Guitar Techniques: New Directions

Sevenths! Sixths! Minor sixths! Your life is about to change. Forever…

We’ve got a real finger-twister of a chord progression for you in this feature, using extended jazz chords. The basic formula for a chord, of course, is root, third and fifth – but chords in jazz are very often ‘extended’ to include additional notes such as the seventh and ninth.

The progression we’re going to use this month is a variation on the standard progression of I, IV, IVm – that is, A, D and Dm in the key of A major. The technique we’re working on is co-ordinating the four fretting-hand fingers in a chord progression, in which each chord requires the use of all four fingers – and not only that, but each chord change requires a complete rearrangement of the shape from one chord to the next. Don’t be scared…

1: Amaj7, Amaj6, Dmaj7, Dmin6




4/4 Time
Now concentrate, because it’s chord formula time. The formula for Amaj7, our first chord, is root, major third, fifth and major seventh – that’s A, C#, E and G# respectively (although the notes don’t have to appear in this order).

The formula for the second, Amaj6, is root, major third, fifth and major sixth – in this case A, C#, E and F#. The formula for Dmaj7 is root, major third, fifth and major seventh – D, F#, A and C# – and for Dmin6 it’s root, flattened third, fifth and major sixth, which makes D, F#, A and B.
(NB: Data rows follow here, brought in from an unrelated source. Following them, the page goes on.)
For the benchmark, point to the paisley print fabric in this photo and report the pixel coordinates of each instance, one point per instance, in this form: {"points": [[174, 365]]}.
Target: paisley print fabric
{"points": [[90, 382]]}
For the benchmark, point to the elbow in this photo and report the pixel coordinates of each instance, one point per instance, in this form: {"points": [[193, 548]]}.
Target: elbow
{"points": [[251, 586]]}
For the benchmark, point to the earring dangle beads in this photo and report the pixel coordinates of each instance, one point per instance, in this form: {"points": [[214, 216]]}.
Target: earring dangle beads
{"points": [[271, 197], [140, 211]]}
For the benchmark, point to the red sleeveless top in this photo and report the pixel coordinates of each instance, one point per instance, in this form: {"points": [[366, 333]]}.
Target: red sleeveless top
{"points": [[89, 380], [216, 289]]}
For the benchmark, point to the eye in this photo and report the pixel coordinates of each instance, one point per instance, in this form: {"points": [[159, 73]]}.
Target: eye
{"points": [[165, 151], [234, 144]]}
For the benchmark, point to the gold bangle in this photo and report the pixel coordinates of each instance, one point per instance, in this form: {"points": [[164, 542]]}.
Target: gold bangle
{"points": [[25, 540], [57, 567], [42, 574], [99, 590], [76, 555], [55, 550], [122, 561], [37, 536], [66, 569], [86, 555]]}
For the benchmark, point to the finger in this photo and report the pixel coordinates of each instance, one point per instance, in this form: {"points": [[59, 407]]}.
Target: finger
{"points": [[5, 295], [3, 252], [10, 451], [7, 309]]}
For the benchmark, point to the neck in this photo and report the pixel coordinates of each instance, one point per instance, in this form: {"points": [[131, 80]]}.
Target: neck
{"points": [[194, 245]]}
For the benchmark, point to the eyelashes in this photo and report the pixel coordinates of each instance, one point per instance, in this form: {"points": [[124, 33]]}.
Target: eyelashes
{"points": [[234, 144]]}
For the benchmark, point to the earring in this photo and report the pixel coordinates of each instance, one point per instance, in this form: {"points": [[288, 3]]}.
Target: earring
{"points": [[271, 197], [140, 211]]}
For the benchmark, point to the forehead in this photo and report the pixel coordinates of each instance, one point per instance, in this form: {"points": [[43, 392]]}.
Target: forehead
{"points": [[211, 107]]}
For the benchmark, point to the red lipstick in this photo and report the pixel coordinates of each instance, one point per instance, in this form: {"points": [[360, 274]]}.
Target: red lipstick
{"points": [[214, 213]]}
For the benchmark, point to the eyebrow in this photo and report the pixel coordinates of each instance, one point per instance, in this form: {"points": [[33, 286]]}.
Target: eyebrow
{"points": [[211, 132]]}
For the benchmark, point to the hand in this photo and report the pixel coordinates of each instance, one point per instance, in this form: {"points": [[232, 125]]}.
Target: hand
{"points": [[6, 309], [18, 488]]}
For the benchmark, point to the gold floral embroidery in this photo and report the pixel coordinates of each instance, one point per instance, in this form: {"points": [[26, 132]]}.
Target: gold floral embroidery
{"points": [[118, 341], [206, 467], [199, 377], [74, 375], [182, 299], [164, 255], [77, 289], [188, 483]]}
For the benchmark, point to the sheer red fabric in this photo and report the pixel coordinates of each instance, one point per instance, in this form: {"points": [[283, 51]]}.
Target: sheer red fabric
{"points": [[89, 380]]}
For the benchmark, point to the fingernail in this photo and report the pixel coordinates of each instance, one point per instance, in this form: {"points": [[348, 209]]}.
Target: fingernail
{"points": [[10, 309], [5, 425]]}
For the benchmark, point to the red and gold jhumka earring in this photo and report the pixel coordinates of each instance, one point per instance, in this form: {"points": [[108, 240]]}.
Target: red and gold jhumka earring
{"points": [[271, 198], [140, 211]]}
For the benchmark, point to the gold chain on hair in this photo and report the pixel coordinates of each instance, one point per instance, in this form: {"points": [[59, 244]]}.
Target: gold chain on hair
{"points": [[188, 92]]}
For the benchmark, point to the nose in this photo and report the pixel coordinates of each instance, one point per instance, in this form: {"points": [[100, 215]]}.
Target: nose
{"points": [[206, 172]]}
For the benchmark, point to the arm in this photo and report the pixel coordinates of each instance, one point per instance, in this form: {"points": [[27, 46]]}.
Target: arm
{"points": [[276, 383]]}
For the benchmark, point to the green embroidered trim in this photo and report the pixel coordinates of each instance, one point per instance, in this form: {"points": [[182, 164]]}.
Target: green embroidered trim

Note that Dmin6 contains the major sixth degree of the scale, B, on the third string at the fourth fret; Dmin b6 would include the minor scale degree of the scale Bb. Try converting Dmin6 into Dmin b6 by moving the first finger one fret lower. Also notice that Amaj6 and Dmin6 are the same fretboard shape, but simply played on different strings.

Be sure to damp the unwanted strings in each chord as shown by the ‘x’s in the chord diagrams by lightly touching the strings; just use whichever part of the fretting hand seems most convenient.

2: Chord Sequence




4/4 Time
Usually, when you change from the basic open D chord to the basic open A7, the third finger can be slid down the second string to help ‘guide’ you into place. Here, though, no ‘guide fingers’ are possible, so you’re going to have to completely rearrange your fretting-hand fingers each time.

Relax: you can do it. Strike each chord four times before changing, and – this is important – play as slowly as you like, just as long as the chord change happens in time with the strumming.

3: Two Chords Per Bar




4/4 Time
This is essentially the same progression as Exercise 1, but played in a more expressive, staccato manner with a more demanding, more frequent chord change. The dots below the chords means play them staccato, cutting each chord short by releasing the fretting-hand’s finger pressure just after you’ve struck each one, but not as far as to make the fingers actually leave the strings.

This is a common jazz guitar accompaniment technique. The chord changes occur every two beats, which makes this exercise more demanding than Exercise 2. Practise slowly, then gradually increase the tempo.